Alright…it’s not an issue of the templates not being there. This is indeed the same issue that was referenced in issue 2505 above.

When running nipype with n_procs=1 this doesn’t occur, for n_procs > 1 I can produced the same error message reliably.

So I guess that’s a start.

Okay, so import templateflow is not multiprocessing-safe, since it can lead to processes racing to populate the template skeleton.
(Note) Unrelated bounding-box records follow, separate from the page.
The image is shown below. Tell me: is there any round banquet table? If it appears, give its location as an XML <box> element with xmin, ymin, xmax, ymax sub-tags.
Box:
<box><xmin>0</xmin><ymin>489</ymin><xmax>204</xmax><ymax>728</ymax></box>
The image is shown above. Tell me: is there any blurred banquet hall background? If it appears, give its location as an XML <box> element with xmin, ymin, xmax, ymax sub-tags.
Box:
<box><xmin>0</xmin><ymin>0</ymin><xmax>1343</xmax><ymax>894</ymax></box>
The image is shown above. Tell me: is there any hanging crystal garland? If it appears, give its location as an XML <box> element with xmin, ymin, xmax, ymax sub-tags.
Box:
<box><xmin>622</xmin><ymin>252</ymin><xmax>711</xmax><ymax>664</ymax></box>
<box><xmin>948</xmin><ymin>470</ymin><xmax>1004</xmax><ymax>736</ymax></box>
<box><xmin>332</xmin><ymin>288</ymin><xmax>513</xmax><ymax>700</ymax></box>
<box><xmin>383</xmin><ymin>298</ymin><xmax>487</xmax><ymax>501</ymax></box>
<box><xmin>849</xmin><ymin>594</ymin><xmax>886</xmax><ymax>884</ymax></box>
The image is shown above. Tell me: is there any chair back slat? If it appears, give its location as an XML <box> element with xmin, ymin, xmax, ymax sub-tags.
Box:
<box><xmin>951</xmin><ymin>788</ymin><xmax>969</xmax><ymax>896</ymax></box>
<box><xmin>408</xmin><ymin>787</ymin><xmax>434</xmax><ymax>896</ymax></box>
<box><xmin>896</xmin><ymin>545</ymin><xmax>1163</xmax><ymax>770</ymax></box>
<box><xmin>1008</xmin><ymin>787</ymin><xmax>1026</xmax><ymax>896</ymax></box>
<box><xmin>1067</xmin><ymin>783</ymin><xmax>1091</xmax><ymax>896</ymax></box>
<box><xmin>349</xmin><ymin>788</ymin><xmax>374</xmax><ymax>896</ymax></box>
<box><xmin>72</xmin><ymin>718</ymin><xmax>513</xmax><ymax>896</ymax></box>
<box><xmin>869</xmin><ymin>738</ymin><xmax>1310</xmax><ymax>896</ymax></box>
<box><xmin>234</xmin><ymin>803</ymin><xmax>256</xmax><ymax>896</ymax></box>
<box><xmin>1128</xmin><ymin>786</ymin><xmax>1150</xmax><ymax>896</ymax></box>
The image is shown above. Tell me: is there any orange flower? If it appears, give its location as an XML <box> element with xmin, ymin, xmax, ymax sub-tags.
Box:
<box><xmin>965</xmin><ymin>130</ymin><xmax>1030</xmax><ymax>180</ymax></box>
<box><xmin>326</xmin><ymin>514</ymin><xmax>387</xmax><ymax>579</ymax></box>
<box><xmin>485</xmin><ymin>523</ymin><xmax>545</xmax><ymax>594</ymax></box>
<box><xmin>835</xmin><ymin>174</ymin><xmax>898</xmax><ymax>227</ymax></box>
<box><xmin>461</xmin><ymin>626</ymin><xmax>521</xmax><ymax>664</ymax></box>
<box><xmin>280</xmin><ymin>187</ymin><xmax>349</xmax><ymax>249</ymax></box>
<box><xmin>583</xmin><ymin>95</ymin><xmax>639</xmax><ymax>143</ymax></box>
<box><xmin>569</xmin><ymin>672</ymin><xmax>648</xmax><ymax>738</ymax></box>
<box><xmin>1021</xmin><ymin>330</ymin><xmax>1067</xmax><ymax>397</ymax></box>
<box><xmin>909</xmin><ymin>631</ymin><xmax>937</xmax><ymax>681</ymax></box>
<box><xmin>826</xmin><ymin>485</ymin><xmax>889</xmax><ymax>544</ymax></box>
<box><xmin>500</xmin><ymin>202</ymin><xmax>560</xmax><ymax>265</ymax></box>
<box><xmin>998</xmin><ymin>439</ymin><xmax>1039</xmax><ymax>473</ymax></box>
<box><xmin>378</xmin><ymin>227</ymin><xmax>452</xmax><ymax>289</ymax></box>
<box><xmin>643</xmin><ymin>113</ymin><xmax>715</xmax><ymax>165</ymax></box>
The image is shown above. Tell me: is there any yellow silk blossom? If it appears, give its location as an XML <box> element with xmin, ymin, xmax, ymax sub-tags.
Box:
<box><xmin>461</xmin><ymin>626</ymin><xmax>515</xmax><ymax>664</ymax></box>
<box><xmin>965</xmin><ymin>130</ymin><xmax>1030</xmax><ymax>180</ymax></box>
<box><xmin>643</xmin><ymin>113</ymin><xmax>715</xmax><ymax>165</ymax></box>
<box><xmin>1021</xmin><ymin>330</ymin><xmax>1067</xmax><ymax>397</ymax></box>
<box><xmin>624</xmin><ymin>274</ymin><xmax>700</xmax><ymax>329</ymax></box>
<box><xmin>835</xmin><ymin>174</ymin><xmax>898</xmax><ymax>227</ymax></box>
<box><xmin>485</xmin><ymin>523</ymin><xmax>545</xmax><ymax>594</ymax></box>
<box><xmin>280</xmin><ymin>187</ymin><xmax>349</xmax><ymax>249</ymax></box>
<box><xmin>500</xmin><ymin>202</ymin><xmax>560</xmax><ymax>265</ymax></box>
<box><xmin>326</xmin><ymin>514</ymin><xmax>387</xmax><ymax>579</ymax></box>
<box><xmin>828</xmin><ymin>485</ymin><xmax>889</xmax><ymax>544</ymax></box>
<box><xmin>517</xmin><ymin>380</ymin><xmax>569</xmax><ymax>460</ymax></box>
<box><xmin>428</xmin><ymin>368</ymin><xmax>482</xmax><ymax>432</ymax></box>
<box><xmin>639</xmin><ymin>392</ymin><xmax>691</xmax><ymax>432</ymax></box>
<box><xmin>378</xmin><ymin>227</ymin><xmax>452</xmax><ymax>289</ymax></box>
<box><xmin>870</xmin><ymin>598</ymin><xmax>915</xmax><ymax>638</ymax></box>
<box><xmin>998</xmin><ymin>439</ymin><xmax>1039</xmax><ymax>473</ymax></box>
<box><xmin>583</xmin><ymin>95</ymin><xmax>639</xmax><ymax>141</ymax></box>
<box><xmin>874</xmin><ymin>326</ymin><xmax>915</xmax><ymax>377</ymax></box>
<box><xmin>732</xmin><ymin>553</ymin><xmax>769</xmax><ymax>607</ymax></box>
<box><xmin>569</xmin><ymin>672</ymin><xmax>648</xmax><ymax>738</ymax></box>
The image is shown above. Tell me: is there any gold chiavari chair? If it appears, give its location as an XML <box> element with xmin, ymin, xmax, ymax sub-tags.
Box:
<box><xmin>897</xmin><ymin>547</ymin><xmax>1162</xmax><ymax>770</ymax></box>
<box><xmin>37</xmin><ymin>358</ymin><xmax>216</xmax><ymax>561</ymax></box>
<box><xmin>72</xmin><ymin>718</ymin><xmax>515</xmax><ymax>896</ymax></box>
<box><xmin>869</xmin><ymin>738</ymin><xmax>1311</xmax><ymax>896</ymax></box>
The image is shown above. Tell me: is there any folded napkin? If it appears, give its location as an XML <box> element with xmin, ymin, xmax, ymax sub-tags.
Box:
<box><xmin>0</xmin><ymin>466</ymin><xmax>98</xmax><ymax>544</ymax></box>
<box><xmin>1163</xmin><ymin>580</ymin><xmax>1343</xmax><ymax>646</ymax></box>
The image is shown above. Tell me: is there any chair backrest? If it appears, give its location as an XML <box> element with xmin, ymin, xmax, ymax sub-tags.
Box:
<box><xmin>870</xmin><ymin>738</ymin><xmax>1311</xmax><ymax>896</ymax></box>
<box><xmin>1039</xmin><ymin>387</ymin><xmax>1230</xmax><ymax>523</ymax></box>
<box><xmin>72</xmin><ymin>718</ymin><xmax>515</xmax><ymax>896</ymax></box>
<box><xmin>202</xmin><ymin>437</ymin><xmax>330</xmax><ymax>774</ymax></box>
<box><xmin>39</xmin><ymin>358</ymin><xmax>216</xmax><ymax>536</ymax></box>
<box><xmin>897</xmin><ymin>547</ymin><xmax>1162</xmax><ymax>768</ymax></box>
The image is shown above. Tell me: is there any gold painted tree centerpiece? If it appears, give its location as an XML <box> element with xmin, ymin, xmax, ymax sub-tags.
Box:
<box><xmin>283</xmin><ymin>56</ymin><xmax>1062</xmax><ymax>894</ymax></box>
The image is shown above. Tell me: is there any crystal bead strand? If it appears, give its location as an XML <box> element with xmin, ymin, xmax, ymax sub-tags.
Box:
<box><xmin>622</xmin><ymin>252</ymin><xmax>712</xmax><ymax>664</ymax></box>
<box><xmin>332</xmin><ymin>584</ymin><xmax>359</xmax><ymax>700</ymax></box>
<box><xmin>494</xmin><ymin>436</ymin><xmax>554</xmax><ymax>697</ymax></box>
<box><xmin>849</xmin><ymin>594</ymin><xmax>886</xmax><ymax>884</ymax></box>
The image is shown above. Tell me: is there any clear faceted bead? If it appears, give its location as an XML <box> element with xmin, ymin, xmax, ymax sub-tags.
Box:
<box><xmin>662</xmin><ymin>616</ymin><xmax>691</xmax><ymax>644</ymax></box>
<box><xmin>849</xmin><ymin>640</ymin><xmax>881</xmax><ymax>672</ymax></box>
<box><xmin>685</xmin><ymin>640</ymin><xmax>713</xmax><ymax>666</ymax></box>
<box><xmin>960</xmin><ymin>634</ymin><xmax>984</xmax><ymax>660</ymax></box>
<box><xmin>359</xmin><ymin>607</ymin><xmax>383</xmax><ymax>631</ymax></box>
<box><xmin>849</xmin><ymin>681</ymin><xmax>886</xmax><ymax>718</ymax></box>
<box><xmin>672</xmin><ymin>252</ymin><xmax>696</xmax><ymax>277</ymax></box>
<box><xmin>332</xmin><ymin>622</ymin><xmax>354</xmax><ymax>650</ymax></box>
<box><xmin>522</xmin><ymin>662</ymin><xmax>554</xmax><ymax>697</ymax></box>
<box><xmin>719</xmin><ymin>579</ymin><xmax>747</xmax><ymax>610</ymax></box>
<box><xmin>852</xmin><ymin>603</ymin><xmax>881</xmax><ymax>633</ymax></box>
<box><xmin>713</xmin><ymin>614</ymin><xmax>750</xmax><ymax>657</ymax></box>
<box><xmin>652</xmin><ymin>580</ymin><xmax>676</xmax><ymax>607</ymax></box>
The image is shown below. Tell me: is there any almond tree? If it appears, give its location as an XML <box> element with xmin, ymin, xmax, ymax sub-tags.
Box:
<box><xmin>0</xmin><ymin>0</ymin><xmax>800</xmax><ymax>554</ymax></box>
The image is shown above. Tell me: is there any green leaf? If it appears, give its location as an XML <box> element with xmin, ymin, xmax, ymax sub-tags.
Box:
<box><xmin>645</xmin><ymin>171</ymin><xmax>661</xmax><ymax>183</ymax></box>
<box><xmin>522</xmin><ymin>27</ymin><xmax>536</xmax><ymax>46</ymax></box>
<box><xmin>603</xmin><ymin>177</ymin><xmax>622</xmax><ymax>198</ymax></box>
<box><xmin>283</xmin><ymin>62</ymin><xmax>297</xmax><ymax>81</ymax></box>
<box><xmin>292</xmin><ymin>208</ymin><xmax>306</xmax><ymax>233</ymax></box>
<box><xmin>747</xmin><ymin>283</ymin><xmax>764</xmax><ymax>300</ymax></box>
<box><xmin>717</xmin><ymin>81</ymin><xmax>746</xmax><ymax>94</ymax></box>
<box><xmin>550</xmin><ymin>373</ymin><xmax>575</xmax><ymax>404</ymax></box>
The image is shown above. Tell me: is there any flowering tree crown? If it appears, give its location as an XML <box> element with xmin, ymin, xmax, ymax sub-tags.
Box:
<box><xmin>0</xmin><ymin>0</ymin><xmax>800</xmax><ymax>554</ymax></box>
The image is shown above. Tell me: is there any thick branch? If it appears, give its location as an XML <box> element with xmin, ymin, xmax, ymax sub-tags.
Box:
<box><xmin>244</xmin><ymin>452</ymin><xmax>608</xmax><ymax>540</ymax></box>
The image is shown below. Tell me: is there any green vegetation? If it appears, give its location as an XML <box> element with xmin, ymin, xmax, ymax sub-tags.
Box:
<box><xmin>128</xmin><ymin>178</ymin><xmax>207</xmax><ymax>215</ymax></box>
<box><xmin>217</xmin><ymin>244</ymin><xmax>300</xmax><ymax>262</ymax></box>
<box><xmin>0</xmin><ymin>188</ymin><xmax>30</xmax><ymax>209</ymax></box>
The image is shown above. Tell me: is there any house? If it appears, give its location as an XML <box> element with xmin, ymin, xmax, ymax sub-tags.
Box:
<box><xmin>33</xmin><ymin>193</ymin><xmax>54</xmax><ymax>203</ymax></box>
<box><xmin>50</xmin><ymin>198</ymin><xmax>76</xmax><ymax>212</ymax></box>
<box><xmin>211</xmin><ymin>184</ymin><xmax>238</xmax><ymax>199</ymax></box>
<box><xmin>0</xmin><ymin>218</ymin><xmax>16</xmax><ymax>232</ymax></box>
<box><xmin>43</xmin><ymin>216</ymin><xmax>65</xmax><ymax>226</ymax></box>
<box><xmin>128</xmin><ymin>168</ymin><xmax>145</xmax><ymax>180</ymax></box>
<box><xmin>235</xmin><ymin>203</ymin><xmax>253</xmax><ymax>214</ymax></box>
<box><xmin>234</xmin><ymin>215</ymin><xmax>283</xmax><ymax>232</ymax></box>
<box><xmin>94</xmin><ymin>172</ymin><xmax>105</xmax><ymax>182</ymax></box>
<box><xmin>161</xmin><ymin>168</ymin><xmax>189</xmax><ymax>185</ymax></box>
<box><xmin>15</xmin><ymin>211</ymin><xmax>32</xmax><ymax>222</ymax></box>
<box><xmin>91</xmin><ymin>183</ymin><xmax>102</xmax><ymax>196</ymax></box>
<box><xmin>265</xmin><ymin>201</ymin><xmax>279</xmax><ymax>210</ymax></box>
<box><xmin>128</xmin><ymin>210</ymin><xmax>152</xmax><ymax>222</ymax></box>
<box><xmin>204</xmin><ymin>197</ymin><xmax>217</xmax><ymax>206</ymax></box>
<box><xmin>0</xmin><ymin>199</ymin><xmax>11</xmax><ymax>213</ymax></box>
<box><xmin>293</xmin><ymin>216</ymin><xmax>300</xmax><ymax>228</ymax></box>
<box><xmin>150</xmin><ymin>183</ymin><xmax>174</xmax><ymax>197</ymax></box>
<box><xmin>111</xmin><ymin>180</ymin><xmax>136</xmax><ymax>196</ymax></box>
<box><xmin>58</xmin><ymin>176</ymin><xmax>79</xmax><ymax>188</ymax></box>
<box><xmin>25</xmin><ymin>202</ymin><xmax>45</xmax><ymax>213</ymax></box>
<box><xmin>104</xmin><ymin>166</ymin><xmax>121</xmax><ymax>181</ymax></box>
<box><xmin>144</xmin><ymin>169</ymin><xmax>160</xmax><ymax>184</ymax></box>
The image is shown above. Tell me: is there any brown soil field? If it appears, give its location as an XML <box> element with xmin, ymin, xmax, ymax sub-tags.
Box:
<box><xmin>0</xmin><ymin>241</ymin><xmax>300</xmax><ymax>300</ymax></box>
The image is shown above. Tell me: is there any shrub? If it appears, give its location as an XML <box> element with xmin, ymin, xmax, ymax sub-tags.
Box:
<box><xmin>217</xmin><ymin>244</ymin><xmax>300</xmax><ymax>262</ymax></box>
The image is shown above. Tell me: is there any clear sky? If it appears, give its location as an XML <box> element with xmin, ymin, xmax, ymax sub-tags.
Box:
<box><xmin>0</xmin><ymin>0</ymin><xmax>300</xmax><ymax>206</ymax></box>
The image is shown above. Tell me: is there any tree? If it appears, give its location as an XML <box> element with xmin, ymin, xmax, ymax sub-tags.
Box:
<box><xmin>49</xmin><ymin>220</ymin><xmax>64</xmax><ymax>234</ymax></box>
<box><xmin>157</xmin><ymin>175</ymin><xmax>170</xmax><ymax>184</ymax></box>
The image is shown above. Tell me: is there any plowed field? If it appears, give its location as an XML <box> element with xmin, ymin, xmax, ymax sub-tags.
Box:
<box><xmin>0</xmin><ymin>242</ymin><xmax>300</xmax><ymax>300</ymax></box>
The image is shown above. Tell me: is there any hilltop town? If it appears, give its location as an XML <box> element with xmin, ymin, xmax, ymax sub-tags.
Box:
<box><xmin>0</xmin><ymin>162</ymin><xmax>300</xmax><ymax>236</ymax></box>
I think the short-term fix is to add an import templateflow during workflow build time to ensure that it’s done before you start multiprocessing. The long-term fix is probably rethinking how templateflow starts up.

cc @oesteban

There might be a fix already for this @effigies, see FIX: Avoid directory clobber during zip extraction by mgxd · Pull Request #131 · templateflow/python-client · GitHub

I’m trying to test if it works on my end, but running into some pybids version conflicts. Presently failing to track down why the ~0.9.1 version of pybids keeps popping up despite me forking over to my own templateflow and niworkflows repos and specifying a much more recent version. But I digress.

Although I’ll take whatever someone is able to push through at either niworkflows or templateflow.

Tested PR to templateflow created by mgxd and confirmed the fix for this bug. For future users be sure to specify a version of templateflow greater or equal to one containing the following PR:

Note, as of this writing I don’t believe this change has been rolled into a release. This user is currently using the github url in his setup.py/requirements.